Publisher: Image Comics
Writer: Mark Millar
Art: Goran Parlov
Colourist: Ive Svorcina
Letterer: Marko Šunjić
Starlight is a book like nothing else you’ve ever seen, unless you happen to watch or read any of the early sci-fi adventures of Flash Gordon or Dan Dare. Duke McQueen is a hero of that stature, the story picks up many years after accidentally flying his rocket ship into a wormhole and freeing Tantalus from the rule of a dictator. Reeling from the death of his wife, Duke struggles to live. While on Tantalus he was praised as a hero, even having a statue erected in his honour in their capital, back on earth he is taunted for being classed as crazy. Nobody believed any of his stories, kids make fun of the war hero, his own children growing up not refusing to spend time with him because they were in the same frame of mind as everyone else, their father was crazy.
The only person who believed him, his deceased wife. On the anniversary of her passing, Duke wanted to spend time with his family, unfortunately for Duke, both of his sons forgot the plans. When our hero least expected it ship that looks all too familiar appears in front of his house, ready to change his life all over again.
This book is a sci-fi adventure everyone has waited for, what happens to a hero once they’ve saved an alien world? This take on a sci-fi story by Mark Millar is ingenious. Thinking that when our hero returns home they would normally be hailed as a hero is something Hollywood has forced on us since the dawn of good versus evil. But what if our hero is made fun of, called crazy, even by his own family. The story is about a known hero, this time being forced into returning to the other end of the galaxy to save an alien race one more time. What is not to love about this? Having been raised on every known sci-fi series/movies known to man, this is more than a walk down memory lane, Starlight is by far Millar’s best work to date.

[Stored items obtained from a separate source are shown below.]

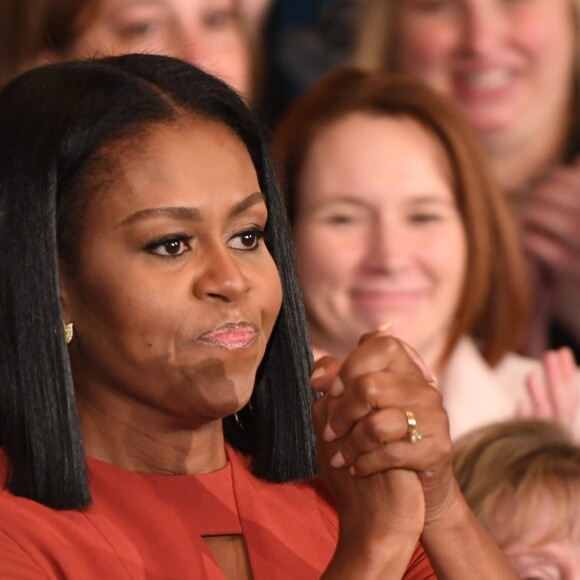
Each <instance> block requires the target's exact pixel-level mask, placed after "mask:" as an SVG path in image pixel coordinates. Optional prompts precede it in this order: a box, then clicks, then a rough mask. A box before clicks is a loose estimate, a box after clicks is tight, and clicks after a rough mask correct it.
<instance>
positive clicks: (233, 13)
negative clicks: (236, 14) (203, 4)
mask: <svg viewBox="0 0 580 580" xmlns="http://www.w3.org/2000/svg"><path fill="white" fill-rule="evenodd" d="M235 20H236V13H235V12H234V10H233V9H221V10H212V11H210V12H208V13H207V14H205V15H204V17H203V22H204V24H205V25H206V26H207V27H208V28H212V29H221V28H225V27H226V26H229V25H230V24H232V23H234V22H235Z"/></svg>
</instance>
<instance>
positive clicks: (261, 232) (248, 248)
mask: <svg viewBox="0 0 580 580" xmlns="http://www.w3.org/2000/svg"><path fill="white" fill-rule="evenodd" d="M263 237H264V232H263V231H262V230H259V229H251V230H246V231H243V232H240V233H239V234H236V235H235V236H233V237H232V238H230V241H229V246H230V248H232V249H234V250H255V249H256V248H257V247H258V245H259V243H260V240H261V239H262V238H263Z"/></svg>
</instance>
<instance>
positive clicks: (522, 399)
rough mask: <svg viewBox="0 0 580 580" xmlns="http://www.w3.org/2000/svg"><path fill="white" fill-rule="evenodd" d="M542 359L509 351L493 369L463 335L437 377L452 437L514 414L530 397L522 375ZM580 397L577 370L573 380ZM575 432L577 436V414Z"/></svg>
mask: <svg viewBox="0 0 580 580" xmlns="http://www.w3.org/2000/svg"><path fill="white" fill-rule="evenodd" d="M535 369H541V362H540V361H538V360H536V359H530V358H525V357H522V356H519V355H516V354H508V355H506V356H505V357H504V359H503V360H502V361H501V362H500V364H499V365H498V366H497V367H495V368H492V367H490V366H489V365H488V364H487V362H486V361H485V359H484V358H483V357H482V356H481V354H480V352H479V351H478V350H477V347H476V346H475V344H474V343H473V341H472V340H471V339H469V338H463V339H462V340H461V341H459V343H458V345H457V346H456V348H455V350H454V351H453V353H452V355H451V358H450V359H449V363H448V364H447V368H446V370H445V373H444V374H443V375H442V376H441V377H440V378H439V388H440V389H441V394H442V395H443V404H444V406H445V408H446V410H447V413H448V415H449V423H450V430H451V438H452V439H457V437H459V436H461V435H463V434H464V433H465V432H467V431H470V430H472V429H474V428H477V427H481V426H483V425H485V424H488V423H493V422H495V421H501V420H502V419H509V418H512V417H514V415H515V413H516V408H517V406H518V404H519V402H520V401H524V400H526V399H529V396H528V394H527V390H526V386H525V378H526V376H527V375H528V373H529V372H530V371H532V370H535ZM576 388H577V390H578V394H579V400H580V372H579V374H578V379H577V381H576ZM574 432H575V435H576V438H577V439H580V413H577V414H576V422H575V429H574Z"/></svg>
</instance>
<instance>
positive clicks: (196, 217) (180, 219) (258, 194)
mask: <svg viewBox="0 0 580 580" xmlns="http://www.w3.org/2000/svg"><path fill="white" fill-rule="evenodd" d="M264 201H265V196H264V194H263V193H262V192H261V191H256V192H255V193H251V194H250V195H248V197H246V198H245V199H243V200H242V201H240V202H238V203H237V204H236V205H234V207H233V208H232V209H231V211H230V214H229V215H230V217H234V216H236V215H239V214H241V213H243V212H244V211H245V210H246V209H248V208H249V207H251V206H253V205H255V204H257V203H260V202H264ZM156 218H170V219H175V220H189V221H199V220H201V212H200V211H199V209H197V208H196V207H184V206H177V207H154V208H151V209H142V210H141V211H137V212H135V213H134V214H131V215H130V216H129V217H128V218H125V219H124V220H123V221H122V222H121V223H120V224H119V226H126V225H129V224H133V223H135V222H138V221H141V220H147V219H156Z"/></svg>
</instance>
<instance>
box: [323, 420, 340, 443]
mask: <svg viewBox="0 0 580 580" xmlns="http://www.w3.org/2000/svg"><path fill="white" fill-rule="evenodd" d="M322 438H323V439H324V440H325V441H327V442H329V441H334V440H335V439H336V438H337V435H336V431H335V430H334V429H333V428H332V427H331V426H330V423H327V424H326V427H325V428H324V432H323V433H322Z"/></svg>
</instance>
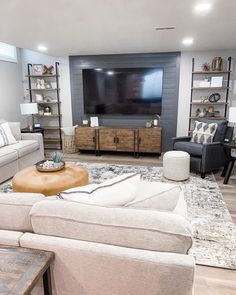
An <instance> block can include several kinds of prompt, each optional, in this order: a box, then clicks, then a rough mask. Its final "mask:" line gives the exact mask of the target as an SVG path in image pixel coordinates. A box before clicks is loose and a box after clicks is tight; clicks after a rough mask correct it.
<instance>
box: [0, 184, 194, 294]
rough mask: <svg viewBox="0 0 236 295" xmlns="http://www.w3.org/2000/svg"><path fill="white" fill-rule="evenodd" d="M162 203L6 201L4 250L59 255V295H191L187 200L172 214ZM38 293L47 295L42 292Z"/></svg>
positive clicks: (180, 197)
mask: <svg viewBox="0 0 236 295" xmlns="http://www.w3.org/2000/svg"><path fill="white" fill-rule="evenodd" d="M150 185H151V184H150V183H148V182H143V184H142V188H143V190H144V191H145V190H146V191H147V190H149V188H150ZM155 185H156V187H157V189H159V186H160V184H158V183H155V184H154V183H152V189H154V186H155ZM111 198H112V196H111ZM160 202H161V204H160V206H161V209H160V210H156V209H155V210H154V209H153V210H150V209H147V208H145V209H144V208H132V207H124V206H123V207H106V206H97V205H89V204H82V203H77V202H73V201H68V200H65V199H57V198H56V197H49V198H44V197H43V196H42V195H40V194H23V193H12V194H0V244H4V245H14V246H19V247H28V248H34V249H42V250H49V251H53V252H54V253H55V261H54V262H53V264H52V267H51V276H52V287H53V294H54V295H120V294H122V295H190V294H192V291H193V280H194V268H195V264H194V259H193V258H192V257H191V256H189V255H188V250H189V248H190V247H191V245H192V237H191V226H190V224H189V222H188V221H187V220H186V219H185V217H184V216H185V215H186V206H185V201H184V198H183V195H182V194H178V195H176V196H175V198H173V196H172V198H171V200H169V201H168V202H167V206H166V208H165V205H164V200H163V197H161V198H160ZM156 205H157V204H155V206H156ZM32 294H42V288H41V287H40V285H39V286H37V287H36V288H35V290H34V292H33V293H32Z"/></svg>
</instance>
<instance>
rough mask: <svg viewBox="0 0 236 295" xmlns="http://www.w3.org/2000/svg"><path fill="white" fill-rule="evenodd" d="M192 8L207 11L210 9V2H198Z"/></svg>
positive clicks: (210, 4) (197, 9)
mask: <svg viewBox="0 0 236 295" xmlns="http://www.w3.org/2000/svg"><path fill="white" fill-rule="evenodd" d="M194 10H195V11H196V12H199V13H204V12H208V11H210V10H211V3H209V2H202V3H199V4H197V5H196V6H195V7H194Z"/></svg>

With this being the first time I’ve seen any work by Goran Parlov, I was impressed right off the bat. The detail in his characters nice and neat, looking towards Duke’s facial features as a prime example of this. There is so much going on, the wrinkles, drooping of his cheeks, this is a good example of neat art. Going with the theme of the story, the flashbacks definitely have an homage to the sci-fi stories of old, but that would not be at all possible without the colours provided by Ive Svorcina. The choice of colours thoughout this book are superb, the book is bright and flashy, despite the story being grim. The way young Duke is drawn does nothing but make me think him as a cosmic Ash Williams (Evil Dead), just take a moment and look at the character, the black hair, the blue top, the bad ass attitude, the glass chin, being a fan of that series of movies made me like Duke even more.
You could say that the back story to the title is a little bit dated due to the 50’s/60’s sci-fi shows , but with the breath of fresh air brought about by Mark Millar, the unknown hero returning to save the day once again, this book is another notch in incredible titles brought about by Millar.